# Phoenix Gold Frank Amp'n Stein Amp.



## sleepingciv (Mar 2, 2010)

not mine but surprised this hasnt been posted yet

eBay - New & used electronics, cars, apparel, collectibles, sporting goods & more at low prices


----------



## alachua (Jun 30, 2008)

This strikes me like one that comes up on ebay every few months, but I could be wrong. The damage just looks familiar.
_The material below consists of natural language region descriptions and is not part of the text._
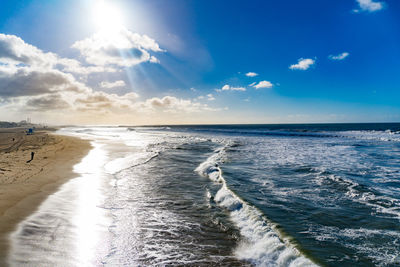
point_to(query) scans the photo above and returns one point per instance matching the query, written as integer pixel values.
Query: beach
(24, 185)
(223, 195)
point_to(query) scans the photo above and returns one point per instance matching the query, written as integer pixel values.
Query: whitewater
(228, 195)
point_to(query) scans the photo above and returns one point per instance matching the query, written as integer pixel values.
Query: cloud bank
(36, 82)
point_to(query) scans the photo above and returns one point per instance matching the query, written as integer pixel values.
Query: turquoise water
(264, 195)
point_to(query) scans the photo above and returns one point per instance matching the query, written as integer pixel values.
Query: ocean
(223, 195)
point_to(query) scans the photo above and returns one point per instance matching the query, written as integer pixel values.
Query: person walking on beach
(32, 155)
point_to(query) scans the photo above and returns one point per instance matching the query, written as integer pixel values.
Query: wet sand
(24, 185)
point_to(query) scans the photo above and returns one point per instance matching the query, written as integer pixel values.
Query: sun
(107, 18)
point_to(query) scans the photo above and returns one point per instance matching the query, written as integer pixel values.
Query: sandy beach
(24, 185)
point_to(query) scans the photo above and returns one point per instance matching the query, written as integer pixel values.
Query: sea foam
(262, 244)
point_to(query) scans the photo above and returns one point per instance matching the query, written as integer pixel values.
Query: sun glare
(107, 18)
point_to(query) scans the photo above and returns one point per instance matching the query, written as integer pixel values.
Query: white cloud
(34, 82)
(123, 49)
(227, 87)
(263, 84)
(210, 97)
(109, 85)
(173, 104)
(369, 5)
(339, 57)
(251, 74)
(303, 64)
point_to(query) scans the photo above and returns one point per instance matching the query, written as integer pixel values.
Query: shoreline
(25, 185)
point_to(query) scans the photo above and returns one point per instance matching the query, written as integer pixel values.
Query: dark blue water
(229, 195)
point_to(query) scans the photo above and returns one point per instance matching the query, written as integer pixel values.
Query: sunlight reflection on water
(70, 226)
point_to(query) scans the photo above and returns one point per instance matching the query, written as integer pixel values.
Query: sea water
(230, 195)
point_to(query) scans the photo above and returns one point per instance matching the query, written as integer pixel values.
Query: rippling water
(264, 195)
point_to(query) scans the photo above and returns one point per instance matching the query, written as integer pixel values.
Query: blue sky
(318, 61)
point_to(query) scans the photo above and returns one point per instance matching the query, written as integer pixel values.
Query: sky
(142, 62)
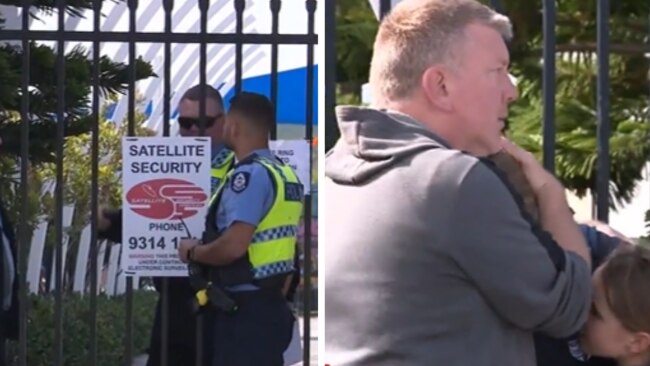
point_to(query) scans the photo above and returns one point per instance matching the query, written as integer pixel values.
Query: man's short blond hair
(419, 33)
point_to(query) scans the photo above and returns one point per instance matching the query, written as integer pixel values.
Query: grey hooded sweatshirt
(429, 258)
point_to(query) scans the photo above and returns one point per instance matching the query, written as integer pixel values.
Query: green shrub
(111, 329)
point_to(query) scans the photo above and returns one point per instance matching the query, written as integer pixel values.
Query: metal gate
(96, 37)
(550, 50)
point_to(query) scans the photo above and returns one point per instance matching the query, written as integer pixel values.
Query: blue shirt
(567, 352)
(247, 195)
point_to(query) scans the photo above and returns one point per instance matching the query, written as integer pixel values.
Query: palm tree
(43, 94)
(576, 107)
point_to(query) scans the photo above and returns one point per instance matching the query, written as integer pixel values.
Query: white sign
(295, 153)
(166, 182)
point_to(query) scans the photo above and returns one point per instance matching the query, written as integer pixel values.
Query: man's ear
(435, 87)
(640, 343)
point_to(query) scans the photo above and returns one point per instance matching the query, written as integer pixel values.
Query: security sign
(166, 183)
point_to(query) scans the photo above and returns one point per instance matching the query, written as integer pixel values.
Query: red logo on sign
(160, 199)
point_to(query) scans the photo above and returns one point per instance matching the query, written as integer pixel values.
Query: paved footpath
(313, 344)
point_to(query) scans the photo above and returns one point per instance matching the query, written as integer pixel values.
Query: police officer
(250, 241)
(182, 320)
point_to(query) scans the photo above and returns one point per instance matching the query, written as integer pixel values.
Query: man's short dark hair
(194, 94)
(256, 108)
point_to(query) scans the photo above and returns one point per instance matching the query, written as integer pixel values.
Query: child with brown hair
(617, 331)
(619, 322)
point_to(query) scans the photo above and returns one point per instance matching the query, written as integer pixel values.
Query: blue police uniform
(181, 316)
(259, 331)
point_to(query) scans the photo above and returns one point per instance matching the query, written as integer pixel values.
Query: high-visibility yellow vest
(273, 246)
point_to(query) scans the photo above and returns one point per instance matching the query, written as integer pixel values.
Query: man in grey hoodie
(429, 257)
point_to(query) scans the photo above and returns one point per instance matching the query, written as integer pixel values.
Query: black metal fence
(549, 17)
(167, 37)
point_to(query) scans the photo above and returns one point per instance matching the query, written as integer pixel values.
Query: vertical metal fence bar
(58, 215)
(548, 85)
(275, 15)
(602, 180)
(311, 11)
(128, 339)
(240, 5)
(21, 248)
(384, 8)
(168, 6)
(330, 74)
(97, 8)
(204, 5)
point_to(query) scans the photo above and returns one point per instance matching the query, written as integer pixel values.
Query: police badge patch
(239, 182)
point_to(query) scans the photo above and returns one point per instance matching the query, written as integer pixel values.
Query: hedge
(111, 329)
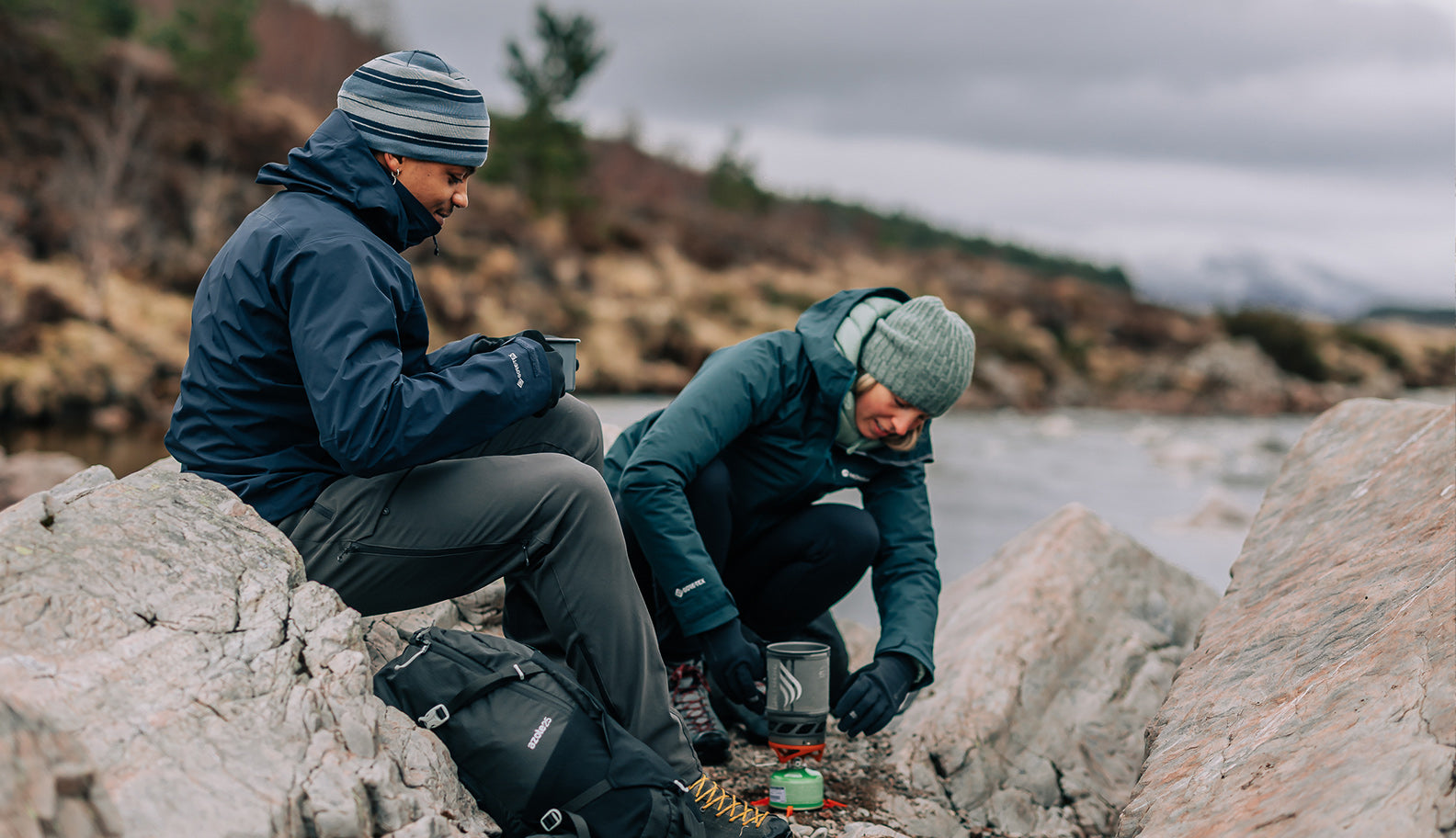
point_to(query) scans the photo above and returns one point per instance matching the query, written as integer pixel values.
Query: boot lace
(690, 697)
(712, 798)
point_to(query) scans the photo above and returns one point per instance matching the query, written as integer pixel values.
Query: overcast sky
(1184, 140)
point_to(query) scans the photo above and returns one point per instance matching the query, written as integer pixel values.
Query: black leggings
(780, 583)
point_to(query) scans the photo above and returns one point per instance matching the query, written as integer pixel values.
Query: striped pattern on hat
(415, 105)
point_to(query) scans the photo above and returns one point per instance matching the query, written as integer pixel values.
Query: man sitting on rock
(404, 476)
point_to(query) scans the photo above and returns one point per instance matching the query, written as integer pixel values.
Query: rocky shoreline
(165, 670)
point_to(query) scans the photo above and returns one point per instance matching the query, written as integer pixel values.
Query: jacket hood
(817, 328)
(338, 164)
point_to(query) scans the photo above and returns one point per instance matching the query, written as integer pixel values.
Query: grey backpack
(531, 745)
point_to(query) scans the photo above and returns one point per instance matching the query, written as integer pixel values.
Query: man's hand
(483, 344)
(735, 663)
(558, 371)
(874, 695)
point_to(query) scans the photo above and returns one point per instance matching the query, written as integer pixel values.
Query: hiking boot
(727, 817)
(689, 691)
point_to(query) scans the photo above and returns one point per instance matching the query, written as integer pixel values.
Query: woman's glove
(735, 663)
(874, 695)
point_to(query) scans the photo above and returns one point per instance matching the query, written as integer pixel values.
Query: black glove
(558, 371)
(483, 344)
(734, 663)
(874, 695)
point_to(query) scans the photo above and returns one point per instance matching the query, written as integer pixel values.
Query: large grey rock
(1321, 698)
(162, 631)
(1052, 658)
(29, 471)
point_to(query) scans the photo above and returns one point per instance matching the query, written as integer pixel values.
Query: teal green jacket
(769, 409)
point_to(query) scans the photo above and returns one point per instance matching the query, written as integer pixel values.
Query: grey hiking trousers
(529, 505)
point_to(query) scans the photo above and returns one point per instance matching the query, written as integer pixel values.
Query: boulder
(1321, 698)
(31, 471)
(165, 670)
(1052, 658)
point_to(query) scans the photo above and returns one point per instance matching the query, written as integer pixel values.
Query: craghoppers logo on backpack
(540, 730)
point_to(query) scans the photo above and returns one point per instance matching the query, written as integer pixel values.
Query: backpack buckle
(436, 716)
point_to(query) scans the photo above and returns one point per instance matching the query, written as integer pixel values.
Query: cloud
(1151, 132)
(1276, 84)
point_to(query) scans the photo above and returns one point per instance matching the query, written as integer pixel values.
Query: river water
(1186, 488)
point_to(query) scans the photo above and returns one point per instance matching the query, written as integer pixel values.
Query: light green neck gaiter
(849, 338)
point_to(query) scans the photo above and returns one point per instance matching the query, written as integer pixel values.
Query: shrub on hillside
(1281, 336)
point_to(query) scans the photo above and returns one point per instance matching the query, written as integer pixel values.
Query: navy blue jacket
(308, 357)
(768, 409)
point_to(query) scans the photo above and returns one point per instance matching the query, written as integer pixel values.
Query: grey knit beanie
(415, 105)
(924, 352)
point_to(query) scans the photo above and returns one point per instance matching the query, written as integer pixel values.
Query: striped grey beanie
(924, 352)
(415, 105)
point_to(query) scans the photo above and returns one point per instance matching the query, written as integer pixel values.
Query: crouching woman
(718, 499)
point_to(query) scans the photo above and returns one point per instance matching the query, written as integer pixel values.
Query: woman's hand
(735, 663)
(874, 695)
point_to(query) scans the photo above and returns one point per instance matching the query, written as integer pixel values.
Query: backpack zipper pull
(411, 660)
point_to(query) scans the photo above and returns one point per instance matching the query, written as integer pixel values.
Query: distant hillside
(124, 166)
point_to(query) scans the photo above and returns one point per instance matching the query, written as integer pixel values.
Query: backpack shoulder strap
(565, 823)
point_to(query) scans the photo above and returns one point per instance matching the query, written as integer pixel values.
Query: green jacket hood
(817, 328)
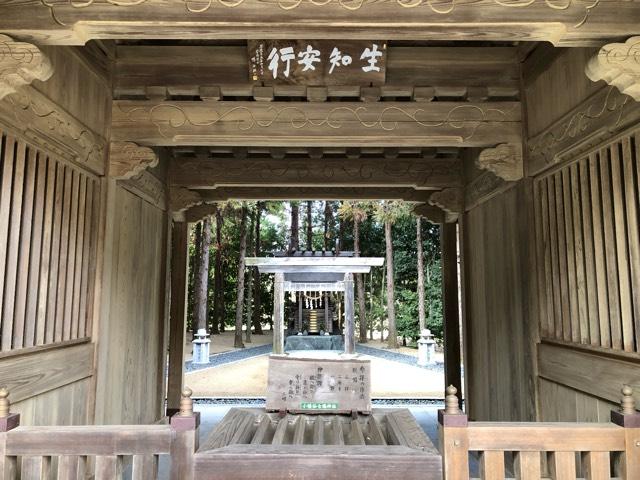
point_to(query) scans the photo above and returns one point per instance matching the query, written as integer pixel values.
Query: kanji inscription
(319, 385)
(317, 62)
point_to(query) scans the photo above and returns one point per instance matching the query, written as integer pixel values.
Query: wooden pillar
(629, 418)
(278, 314)
(449, 245)
(454, 438)
(299, 324)
(185, 425)
(349, 331)
(178, 313)
(327, 322)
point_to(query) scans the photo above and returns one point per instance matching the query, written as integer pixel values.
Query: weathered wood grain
(577, 369)
(32, 374)
(316, 124)
(74, 24)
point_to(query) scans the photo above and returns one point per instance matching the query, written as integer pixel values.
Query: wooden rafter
(313, 193)
(179, 69)
(419, 173)
(571, 23)
(457, 124)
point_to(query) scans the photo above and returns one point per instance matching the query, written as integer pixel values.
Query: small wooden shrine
(324, 274)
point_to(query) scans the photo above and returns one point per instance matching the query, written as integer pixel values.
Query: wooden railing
(531, 451)
(100, 452)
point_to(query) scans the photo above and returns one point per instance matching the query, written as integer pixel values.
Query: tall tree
(388, 212)
(249, 296)
(294, 244)
(257, 307)
(201, 288)
(420, 254)
(237, 342)
(309, 225)
(357, 212)
(328, 226)
(218, 294)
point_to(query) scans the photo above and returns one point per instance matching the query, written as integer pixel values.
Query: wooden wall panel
(43, 223)
(547, 95)
(131, 335)
(592, 247)
(66, 405)
(498, 347)
(588, 258)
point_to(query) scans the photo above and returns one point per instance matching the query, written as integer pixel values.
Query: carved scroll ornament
(20, 64)
(505, 161)
(451, 200)
(127, 159)
(618, 64)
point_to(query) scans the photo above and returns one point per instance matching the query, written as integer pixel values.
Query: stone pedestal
(426, 349)
(201, 344)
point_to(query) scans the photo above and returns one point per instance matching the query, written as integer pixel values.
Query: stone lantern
(201, 344)
(426, 348)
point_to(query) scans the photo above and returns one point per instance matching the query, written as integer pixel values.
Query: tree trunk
(392, 339)
(249, 296)
(421, 311)
(257, 306)
(218, 294)
(328, 226)
(309, 225)
(294, 244)
(237, 342)
(362, 316)
(201, 287)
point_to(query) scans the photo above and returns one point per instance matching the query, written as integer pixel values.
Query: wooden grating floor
(252, 443)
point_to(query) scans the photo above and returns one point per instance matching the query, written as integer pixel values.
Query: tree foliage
(326, 220)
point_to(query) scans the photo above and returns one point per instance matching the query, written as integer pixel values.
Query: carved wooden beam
(20, 64)
(198, 212)
(483, 188)
(618, 64)
(600, 116)
(283, 124)
(127, 159)
(53, 129)
(451, 200)
(505, 161)
(423, 173)
(148, 187)
(222, 194)
(431, 213)
(568, 23)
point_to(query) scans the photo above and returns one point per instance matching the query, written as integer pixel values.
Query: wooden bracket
(618, 64)
(505, 161)
(20, 64)
(198, 212)
(128, 159)
(180, 199)
(451, 200)
(431, 213)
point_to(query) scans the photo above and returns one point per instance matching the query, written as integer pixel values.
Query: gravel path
(229, 357)
(243, 354)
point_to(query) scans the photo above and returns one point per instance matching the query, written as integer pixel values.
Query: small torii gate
(313, 273)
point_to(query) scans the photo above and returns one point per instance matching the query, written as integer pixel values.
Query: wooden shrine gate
(521, 450)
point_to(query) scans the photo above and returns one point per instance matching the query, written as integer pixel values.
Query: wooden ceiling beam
(287, 124)
(572, 23)
(395, 172)
(495, 68)
(313, 193)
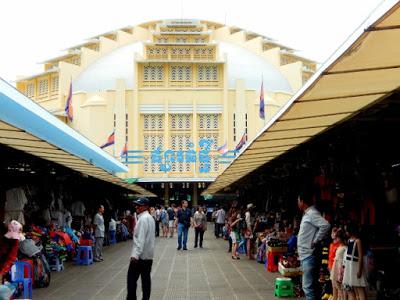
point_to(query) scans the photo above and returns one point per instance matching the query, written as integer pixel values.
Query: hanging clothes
(14, 207)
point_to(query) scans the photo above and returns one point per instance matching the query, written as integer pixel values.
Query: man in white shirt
(219, 222)
(98, 223)
(143, 250)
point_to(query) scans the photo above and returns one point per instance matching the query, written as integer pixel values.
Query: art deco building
(168, 85)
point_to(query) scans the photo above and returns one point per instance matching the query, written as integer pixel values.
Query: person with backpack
(171, 220)
(164, 222)
(183, 222)
(158, 218)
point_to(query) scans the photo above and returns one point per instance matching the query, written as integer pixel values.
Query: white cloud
(33, 31)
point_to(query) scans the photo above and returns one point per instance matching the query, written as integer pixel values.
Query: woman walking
(234, 225)
(200, 226)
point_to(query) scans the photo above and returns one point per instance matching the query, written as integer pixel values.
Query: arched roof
(241, 64)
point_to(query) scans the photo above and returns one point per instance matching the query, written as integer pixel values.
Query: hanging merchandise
(15, 202)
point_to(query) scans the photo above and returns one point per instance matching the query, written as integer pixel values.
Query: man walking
(313, 229)
(142, 252)
(219, 221)
(98, 223)
(184, 221)
(171, 220)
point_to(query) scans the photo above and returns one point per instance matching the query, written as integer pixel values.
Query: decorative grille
(30, 90)
(54, 84)
(207, 73)
(153, 122)
(43, 86)
(150, 167)
(181, 121)
(153, 73)
(208, 121)
(152, 142)
(210, 136)
(214, 164)
(180, 141)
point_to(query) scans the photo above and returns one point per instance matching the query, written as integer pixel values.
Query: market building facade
(177, 96)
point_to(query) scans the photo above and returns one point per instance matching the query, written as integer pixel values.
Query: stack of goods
(289, 266)
(276, 249)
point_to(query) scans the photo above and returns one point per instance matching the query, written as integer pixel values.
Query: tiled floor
(207, 273)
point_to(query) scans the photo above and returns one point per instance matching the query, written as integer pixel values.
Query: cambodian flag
(68, 105)
(124, 150)
(223, 149)
(262, 106)
(110, 141)
(242, 142)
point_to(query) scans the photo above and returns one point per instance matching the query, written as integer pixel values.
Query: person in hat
(98, 224)
(142, 251)
(9, 245)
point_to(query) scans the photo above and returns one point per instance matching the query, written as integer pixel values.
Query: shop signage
(166, 158)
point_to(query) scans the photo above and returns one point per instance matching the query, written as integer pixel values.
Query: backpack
(41, 271)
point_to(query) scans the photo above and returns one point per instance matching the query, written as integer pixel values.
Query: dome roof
(241, 64)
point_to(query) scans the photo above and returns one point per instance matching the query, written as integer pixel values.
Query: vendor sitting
(9, 245)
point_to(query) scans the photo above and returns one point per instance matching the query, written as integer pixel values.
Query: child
(354, 274)
(337, 265)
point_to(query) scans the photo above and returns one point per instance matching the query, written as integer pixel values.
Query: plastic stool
(241, 249)
(20, 268)
(284, 287)
(84, 255)
(112, 237)
(56, 264)
(272, 261)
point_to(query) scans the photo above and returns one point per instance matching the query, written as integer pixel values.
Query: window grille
(153, 73)
(30, 90)
(214, 137)
(54, 84)
(153, 122)
(208, 121)
(43, 86)
(180, 141)
(181, 121)
(153, 141)
(207, 73)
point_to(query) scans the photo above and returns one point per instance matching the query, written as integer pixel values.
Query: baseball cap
(142, 201)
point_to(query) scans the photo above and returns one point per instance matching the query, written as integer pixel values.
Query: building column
(195, 199)
(166, 194)
(120, 117)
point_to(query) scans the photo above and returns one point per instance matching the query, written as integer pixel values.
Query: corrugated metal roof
(364, 70)
(26, 126)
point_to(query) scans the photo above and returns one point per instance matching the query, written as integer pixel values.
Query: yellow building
(171, 85)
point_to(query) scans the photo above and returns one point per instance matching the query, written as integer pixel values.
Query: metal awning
(26, 126)
(364, 70)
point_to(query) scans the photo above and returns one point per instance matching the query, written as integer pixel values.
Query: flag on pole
(242, 142)
(223, 149)
(68, 105)
(110, 141)
(262, 106)
(124, 150)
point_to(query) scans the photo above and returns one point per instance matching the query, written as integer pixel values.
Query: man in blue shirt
(184, 222)
(313, 229)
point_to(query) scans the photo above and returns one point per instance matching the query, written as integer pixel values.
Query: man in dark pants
(313, 229)
(142, 252)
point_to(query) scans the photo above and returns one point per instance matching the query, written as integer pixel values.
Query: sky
(33, 31)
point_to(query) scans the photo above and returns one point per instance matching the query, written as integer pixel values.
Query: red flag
(110, 141)
(68, 105)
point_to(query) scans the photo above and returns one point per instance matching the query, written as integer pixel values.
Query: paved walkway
(207, 273)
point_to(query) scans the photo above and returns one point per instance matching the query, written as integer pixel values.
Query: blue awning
(26, 126)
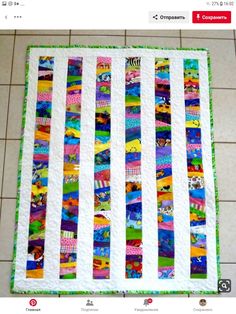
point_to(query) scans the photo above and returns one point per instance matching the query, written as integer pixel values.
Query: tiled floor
(222, 46)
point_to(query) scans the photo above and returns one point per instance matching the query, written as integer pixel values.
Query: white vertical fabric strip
(118, 204)
(55, 182)
(26, 174)
(148, 169)
(208, 174)
(179, 171)
(86, 176)
(84, 280)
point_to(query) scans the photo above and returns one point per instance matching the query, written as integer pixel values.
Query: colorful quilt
(116, 182)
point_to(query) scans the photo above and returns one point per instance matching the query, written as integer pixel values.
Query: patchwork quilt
(116, 181)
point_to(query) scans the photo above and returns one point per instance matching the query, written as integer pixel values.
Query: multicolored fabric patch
(38, 206)
(195, 169)
(70, 204)
(133, 168)
(164, 169)
(102, 202)
(120, 144)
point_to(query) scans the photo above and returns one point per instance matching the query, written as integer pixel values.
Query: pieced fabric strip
(38, 205)
(118, 190)
(70, 202)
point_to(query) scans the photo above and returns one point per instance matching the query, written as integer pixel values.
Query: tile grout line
(7, 116)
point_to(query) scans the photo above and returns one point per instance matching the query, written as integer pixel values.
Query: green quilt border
(138, 292)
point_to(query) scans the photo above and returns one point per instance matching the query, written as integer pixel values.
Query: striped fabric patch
(195, 169)
(133, 168)
(38, 204)
(70, 202)
(117, 174)
(102, 202)
(164, 169)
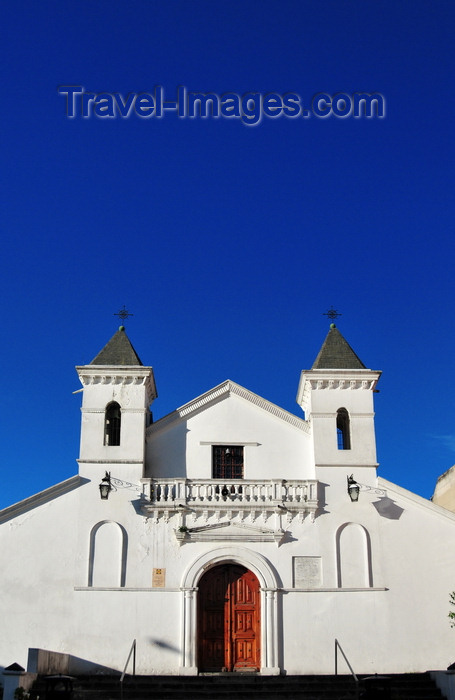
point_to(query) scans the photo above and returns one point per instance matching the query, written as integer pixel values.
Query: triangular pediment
(229, 532)
(221, 393)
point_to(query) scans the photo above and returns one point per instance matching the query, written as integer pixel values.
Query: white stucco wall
(273, 448)
(399, 623)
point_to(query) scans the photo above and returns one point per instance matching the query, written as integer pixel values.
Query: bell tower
(117, 393)
(337, 397)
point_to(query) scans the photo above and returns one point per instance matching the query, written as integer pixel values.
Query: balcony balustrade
(231, 494)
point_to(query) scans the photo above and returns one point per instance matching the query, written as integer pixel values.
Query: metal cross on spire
(332, 314)
(123, 314)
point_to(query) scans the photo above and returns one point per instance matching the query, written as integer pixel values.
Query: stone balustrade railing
(169, 493)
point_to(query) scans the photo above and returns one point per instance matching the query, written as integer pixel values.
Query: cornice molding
(335, 379)
(42, 497)
(93, 375)
(221, 392)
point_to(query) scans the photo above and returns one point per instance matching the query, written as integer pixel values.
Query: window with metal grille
(112, 421)
(227, 462)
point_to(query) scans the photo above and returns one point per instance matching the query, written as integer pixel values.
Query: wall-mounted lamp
(353, 489)
(105, 486)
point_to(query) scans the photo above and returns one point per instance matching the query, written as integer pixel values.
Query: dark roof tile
(118, 351)
(336, 353)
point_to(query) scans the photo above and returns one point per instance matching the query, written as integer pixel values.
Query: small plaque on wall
(159, 578)
(307, 572)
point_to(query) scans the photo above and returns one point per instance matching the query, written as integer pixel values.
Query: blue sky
(227, 242)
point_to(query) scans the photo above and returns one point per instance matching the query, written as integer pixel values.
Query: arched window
(112, 420)
(343, 430)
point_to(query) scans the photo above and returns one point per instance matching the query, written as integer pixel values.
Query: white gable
(276, 443)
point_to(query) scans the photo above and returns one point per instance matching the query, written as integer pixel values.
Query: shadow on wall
(46, 662)
(164, 645)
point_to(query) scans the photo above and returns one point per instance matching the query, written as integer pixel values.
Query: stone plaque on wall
(307, 572)
(159, 578)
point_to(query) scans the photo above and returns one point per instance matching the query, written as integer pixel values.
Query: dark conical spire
(118, 351)
(336, 353)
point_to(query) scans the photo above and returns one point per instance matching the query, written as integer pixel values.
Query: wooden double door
(229, 620)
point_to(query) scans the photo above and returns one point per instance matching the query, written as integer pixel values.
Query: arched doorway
(229, 624)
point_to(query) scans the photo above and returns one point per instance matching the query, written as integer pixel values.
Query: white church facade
(229, 535)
Also, my number one rule on ebay is never bid when the seller uses comic sans...


----------



## finbar (Feb 1, 2009)

It's # FAS-97, I haven't seen this one up before.
It looks a little rough, Illinois road salt, I remember it well.


----------



## DAT (Oct 8, 2006)

Nice, amp, a bit rough could easily be fixed to original status


----------



## quickaudi07 (May 19, 2010)

DAT said:


> Nice, amp, a bit rough could easily be fixed to original status


The seller is right by my area 

Sent from my SGH-T959 using Tapatalk


----------



## finbar (Feb 1, 2009)

It's back. Non paying buyer?

eBay - New & used electronics, cars, apparel, collectibles, sporting goods & more at low prices




.


----------



## MACS (Oct 3, 2007)

High bidder on the last sale had "0" feedback and newly registered Ebay account. Also retracted a $1050.00 bid on the same auction . 

eBay.com Item Bid History


----------



## sleepingciv (Mar 2, 2010)

ya i seen it was relisted.
theres something fishy about this auction/seller


----------